Overcoming feelings of insufficiency
A few days ago I was chatting with a friend about the sense of insufficiency. He mentioned someone who has achieved a lot yet felt inadequate.
I think we all feel this to some degree. I used to think mathematicians are the smartest people in the world so they must be so assured of themselves. But Terence Tao, winner of the Fields Medal, said mathematicians are humans too. “We feel like we don’t deserve to be doing math, and everyone else around us seems to be doing better than us. Because we always face problems we can’t solve, and sometimes, we wonder whether we have what it takes.”
There is a difference though. Feeling inadequate for something is common, but it becomes a problem when we treat it as the character of ourselves.
It’s normal, arguably ideal, that you experience imposter syndrome when you’re tackling difficult problems out of passion — you have doubts because you care and you’re doing something nobody has done before. But if fear instead of love becomes the drive — you do it to prove you’re not broken — it can quickly wear you down and you may never find peace with yourself no matter how much you achieve.
How do we overcome it?
For me, meditation and mindfulness help. By being aware that thoughts simply arise on their own, I understand they are not me. Thoughts are the product of past experiences, not something that has to be true in the present. I still feel that I’m not good enough, but I can quickly let go of them so they don’t stand a chance to exert their power.
I’m not sure if it works for everyone, but it does require a lot of upfront effort. It sounds simple but not easy.
Another idea is to look at it from a randomness perspective. Ask ourselves what would be the worse case if we try. And what would be the best case? How does the downside weigh against the upside? What is the expected value?
Warren Buffet once said, “Take the probability of loss times the amount of possible loss from the probability of gain times the amount of possible gain. That is what we’re trying to do. It’s imperfect but that’s what it’s all about.”
Elon Musk said something similar. “When something is important enough, you do it even if the odds are not in your favor.”
A lot of those feelings of insufficiency come from a lack of awareness or difficulty of letting go past experiences. Can we override them with new experiences?

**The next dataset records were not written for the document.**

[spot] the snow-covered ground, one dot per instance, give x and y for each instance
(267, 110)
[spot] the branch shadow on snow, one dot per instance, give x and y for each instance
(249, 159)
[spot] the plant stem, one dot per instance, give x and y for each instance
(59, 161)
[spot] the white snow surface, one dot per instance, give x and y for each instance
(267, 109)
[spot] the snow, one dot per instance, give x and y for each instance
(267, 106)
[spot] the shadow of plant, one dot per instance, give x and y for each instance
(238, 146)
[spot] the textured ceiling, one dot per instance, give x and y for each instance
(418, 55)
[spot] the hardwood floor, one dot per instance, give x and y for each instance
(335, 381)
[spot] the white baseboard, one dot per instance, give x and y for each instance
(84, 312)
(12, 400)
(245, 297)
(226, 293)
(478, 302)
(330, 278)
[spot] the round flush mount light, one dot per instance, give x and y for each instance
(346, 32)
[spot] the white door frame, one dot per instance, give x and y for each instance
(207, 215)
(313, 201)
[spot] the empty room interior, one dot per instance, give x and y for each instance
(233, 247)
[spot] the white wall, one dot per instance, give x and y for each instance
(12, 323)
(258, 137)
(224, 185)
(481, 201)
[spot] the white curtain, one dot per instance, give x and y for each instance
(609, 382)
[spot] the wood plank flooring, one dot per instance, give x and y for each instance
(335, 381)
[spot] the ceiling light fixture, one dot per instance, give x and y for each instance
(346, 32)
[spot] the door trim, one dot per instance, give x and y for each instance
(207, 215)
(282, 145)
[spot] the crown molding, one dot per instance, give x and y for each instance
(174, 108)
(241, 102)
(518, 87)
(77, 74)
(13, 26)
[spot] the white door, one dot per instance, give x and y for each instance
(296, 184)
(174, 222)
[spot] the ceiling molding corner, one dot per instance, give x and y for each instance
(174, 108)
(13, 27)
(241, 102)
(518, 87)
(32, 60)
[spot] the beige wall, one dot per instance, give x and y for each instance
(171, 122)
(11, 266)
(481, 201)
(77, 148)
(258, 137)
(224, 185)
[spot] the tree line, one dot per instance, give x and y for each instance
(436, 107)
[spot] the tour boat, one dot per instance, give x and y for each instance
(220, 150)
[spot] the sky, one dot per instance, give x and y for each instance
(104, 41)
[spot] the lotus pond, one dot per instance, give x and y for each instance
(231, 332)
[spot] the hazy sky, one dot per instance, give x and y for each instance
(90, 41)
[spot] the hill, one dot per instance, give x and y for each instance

Shane Parrish suggests us to change the environment and surround ourselves with people that encourage us rather than drag us down, so we can tell a different story. “Let other people become the fuel of your fire, but you choose how that fire burns.”
Go to a retirement home and just volunteer time there and talk to people. And I bet you they will all have felt those things at various points in their life. But now they’ll be able to give you perspectives on what they would do differently. And I bet you they delete people from their lives a lot quicker. (source)
In the end, what matters is that we’re trying to achieve something by doing, not bothering ourselves with insecurity.
It can be an upward spiral once we take action. As Ryan Holidays tweeted, “Believe in yourself is overrated. Generate evidence.” The more evidence we can generate, the more likely we’re able to overcome it.
And remember what Winston Churchill said, “Success is not final, failure is not fatal: it is the courage to continue that counts.”